Thoughts on the Mempool Issue and Upgrading

We are observing transactions that are broadcast but do not make it into blocks, even when no other transactions are broadcast at the same time. At first approximation the logical explanation would seem to be not enough Upgrade work, not too much Upgrade work.

While I agree that work duplication is a problem worthy of attention, I don’t see how it is an adequate explainer for the observed problem.

I do not think it requires a fork. How did you come to this conclusion?

As for your suggestion, let me respond to this:

  1. It solves a different problem, one we do not have presently.

The problem addressed by this note is the very high likelihood of a transaction not being confirmed in the next block, even when no other transactions are being broadcast in the same time.

The problem addressed by the cited proposal is the reasonable likelihood of an initiated transaction being ignored when broadcast more or less simultaneously with others.

  1. It involves modifying the P2P message format, which is possible but fraught with difficulties. The last time we tried to add a new message type, nodes instantly closed the connection after receiving such a message. Did we solve that issue yet?
  2. Upgraders are in adversarial relationships with each other. If I know which transactions you are working on, I can deprive you of fees by upgrading the same ones.

If you are going to do more than one, you are bound to do two or more poorly. I think it is beneficial to the node operator and to the network to specialize. But that’s just an intuition. I’m not willing to die on this hill.

Even if there are two Upgraders and 100 transactions in the mempool, the Upgraders can be in competition with each other. The fees they can collect are not necessarily the same for every transaction. So conceivably all transactions have a fee of 0.01 NPT except for one whose fee is 10 NPT. Obviously the two Upgraders will compete to Upgrade the one high-fee transaction because if they cede that task to the counterparty they will have less profit.

If instead they coordinate to divide the fees more or less equally, then whoever doesn’t get the high fee paying transaction takes on the task of upgrading 99 low fee paying transactions. So in this case there is still an imbalance of workload.

This is true from a collective perspective, but false from an individual perspective. An individual Upgrader can rationally decide to Upgrade the same transaction they know others are Upgrading so that they can benefit from the fee instead.

The statement is false in case (1). Assume the system is running at full capacity. Then double the number of Upgraders and double the number of transactions. The workload of every Upgrader has doubled and they can’t keep up with the block time. Only half of the transactions can make it through.

The statement is true in case (2). Assume the system is running at full capacity. Then double the number of Upgraders and double the number of transactions. The workload of every individual Upgrader is the same. (There is an overhead due to one extra merge step being required but this one extra step is asymptotically negligible.)

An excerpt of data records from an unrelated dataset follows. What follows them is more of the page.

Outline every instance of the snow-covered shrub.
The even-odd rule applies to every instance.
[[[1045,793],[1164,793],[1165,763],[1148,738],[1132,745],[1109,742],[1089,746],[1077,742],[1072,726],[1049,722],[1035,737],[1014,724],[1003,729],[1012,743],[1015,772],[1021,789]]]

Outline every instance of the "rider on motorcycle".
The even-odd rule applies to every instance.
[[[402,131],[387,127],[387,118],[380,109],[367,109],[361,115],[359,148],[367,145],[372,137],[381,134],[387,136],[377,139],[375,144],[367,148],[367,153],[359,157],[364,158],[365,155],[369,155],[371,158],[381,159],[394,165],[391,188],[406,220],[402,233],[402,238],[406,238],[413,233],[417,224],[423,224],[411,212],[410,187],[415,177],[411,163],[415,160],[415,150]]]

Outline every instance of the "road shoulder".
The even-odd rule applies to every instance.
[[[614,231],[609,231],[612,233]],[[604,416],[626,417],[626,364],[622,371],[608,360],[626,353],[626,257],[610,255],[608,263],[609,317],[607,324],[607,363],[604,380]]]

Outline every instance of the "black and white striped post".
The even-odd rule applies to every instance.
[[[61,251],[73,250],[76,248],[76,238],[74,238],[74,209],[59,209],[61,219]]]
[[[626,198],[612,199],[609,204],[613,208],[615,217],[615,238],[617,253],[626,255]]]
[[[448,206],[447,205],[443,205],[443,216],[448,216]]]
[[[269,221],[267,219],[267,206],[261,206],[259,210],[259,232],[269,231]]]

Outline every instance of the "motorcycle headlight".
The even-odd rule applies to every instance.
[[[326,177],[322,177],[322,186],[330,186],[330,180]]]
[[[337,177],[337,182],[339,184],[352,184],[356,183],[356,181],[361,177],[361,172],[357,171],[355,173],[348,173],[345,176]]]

So clearly the system I am describing resembles (2) more than it resembles (1).

However, the question is not: what is the optimal distribution of work, in the abstract? That answer is obvious. The question is, how best to approximate the optimal distribution of work in an adversarial environment? I think you will be hard-pressed to find a solution that works better than markets and prices.

So how does the present proposal approximate the optimal distribution of work in an adversarial environment? In a (probably way too abstract) nutshell, Upgraders adopt a Nash-optimal strategy, which most probably balances profit with randomness. How to find this Nash equilibrium? We can discuss strategies but ultimately the best way is to leverage arbitrage: let Upgraders chase profits and over time they will converge to a Nash equilibrium.